I think he wanted it to be a bigger book than it was. In truth, it could have been at least 500 pages and might have been better. Toward the end he started to take a lot of liberty with connecting things together without giving much scientific backup, and it seemed like maybe he was trying to rush through and get in all his theories without taking up too many pages. Oh and how about in the epilogue where he suddenly in passing suggests that Neandertals were exterminated by Cro-Magnons via genocide?? Boy that certainly came out of nowhere!

There are a lot of things he seemed to ignore that I would've been interested to hear about. Like he kept focusing on the idea of nuclear weapons, but what about the rest of technology? I think in picking up this book, my interest was in the concept of how we could have gone so many thousands of years with the most rudimentary technology, and in the past century it seems like we've been expanding that knowledge exponentially. Where do we go from here?

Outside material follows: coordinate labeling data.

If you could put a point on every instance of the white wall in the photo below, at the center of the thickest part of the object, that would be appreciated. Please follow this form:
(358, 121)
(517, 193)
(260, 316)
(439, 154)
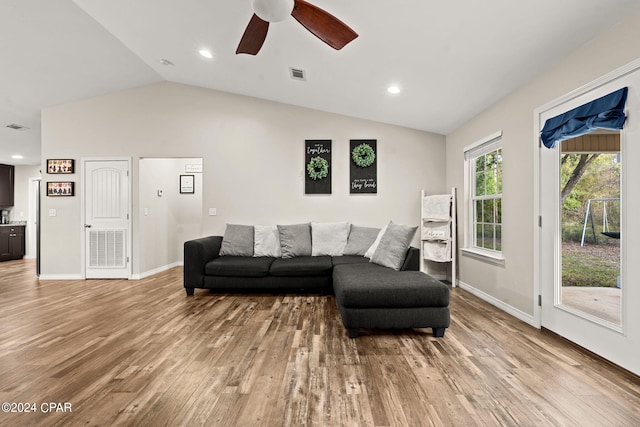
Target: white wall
(512, 285)
(253, 161)
(166, 221)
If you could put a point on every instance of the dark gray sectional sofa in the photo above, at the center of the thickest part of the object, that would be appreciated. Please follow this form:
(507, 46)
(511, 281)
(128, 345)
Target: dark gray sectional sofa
(367, 295)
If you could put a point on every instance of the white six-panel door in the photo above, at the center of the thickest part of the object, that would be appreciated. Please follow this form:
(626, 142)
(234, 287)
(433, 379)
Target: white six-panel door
(107, 219)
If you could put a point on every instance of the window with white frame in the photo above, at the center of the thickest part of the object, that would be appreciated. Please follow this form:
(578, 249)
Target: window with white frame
(483, 194)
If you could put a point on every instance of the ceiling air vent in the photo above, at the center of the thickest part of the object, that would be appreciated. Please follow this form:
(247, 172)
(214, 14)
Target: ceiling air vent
(16, 127)
(297, 74)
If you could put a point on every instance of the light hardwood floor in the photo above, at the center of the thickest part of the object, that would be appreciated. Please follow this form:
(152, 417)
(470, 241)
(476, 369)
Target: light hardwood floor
(142, 353)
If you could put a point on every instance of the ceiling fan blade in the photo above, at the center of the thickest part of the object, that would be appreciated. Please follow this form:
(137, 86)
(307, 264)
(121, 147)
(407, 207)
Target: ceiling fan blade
(323, 25)
(253, 36)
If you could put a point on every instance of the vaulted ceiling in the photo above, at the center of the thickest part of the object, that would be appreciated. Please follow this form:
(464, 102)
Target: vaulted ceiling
(450, 59)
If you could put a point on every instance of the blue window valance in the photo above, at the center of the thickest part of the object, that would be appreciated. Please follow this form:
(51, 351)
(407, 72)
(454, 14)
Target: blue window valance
(603, 113)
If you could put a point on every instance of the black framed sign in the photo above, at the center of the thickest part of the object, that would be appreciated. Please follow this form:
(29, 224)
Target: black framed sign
(60, 188)
(187, 184)
(363, 166)
(317, 166)
(55, 166)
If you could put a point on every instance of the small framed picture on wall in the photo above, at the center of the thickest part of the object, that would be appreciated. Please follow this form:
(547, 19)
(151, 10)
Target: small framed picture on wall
(187, 184)
(60, 188)
(55, 166)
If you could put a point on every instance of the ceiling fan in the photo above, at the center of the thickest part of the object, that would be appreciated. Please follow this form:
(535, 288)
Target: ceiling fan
(322, 24)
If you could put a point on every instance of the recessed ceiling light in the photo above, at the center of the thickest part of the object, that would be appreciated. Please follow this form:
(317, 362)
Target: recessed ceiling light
(207, 54)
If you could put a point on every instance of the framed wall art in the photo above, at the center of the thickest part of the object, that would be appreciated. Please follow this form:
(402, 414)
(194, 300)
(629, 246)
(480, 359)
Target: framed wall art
(60, 188)
(187, 184)
(317, 166)
(363, 166)
(55, 166)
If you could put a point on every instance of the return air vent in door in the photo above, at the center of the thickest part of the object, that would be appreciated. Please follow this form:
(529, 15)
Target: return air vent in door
(107, 248)
(297, 74)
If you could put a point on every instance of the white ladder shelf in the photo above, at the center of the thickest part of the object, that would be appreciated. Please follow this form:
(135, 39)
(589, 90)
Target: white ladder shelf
(438, 232)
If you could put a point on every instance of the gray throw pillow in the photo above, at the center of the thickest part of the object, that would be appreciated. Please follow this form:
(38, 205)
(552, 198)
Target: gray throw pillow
(295, 240)
(360, 239)
(237, 241)
(393, 246)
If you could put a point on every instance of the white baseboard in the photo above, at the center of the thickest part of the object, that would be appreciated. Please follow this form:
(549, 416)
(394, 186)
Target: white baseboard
(156, 270)
(60, 277)
(519, 314)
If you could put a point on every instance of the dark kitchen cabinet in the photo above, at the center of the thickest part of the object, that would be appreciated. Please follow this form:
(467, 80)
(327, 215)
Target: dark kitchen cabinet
(11, 242)
(7, 176)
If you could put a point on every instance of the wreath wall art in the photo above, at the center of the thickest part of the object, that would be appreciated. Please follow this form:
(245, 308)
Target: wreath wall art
(317, 159)
(363, 166)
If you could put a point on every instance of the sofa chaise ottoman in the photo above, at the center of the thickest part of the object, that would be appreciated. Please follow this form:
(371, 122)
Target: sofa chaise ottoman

I like the idea that there never really was some magical golden age when all humans lived in harmony with the earth, but he doesn't at all address the difference between what a million Native Americans in the entire new world were capable of vs. 300 million people in the US alone. When I picked up the book I didn't realize it was written in 1992, and I feel like there have been so many developments since then that would be interesting to have addressed - life in a post-9/11 world, oil spills, the green movement, etc.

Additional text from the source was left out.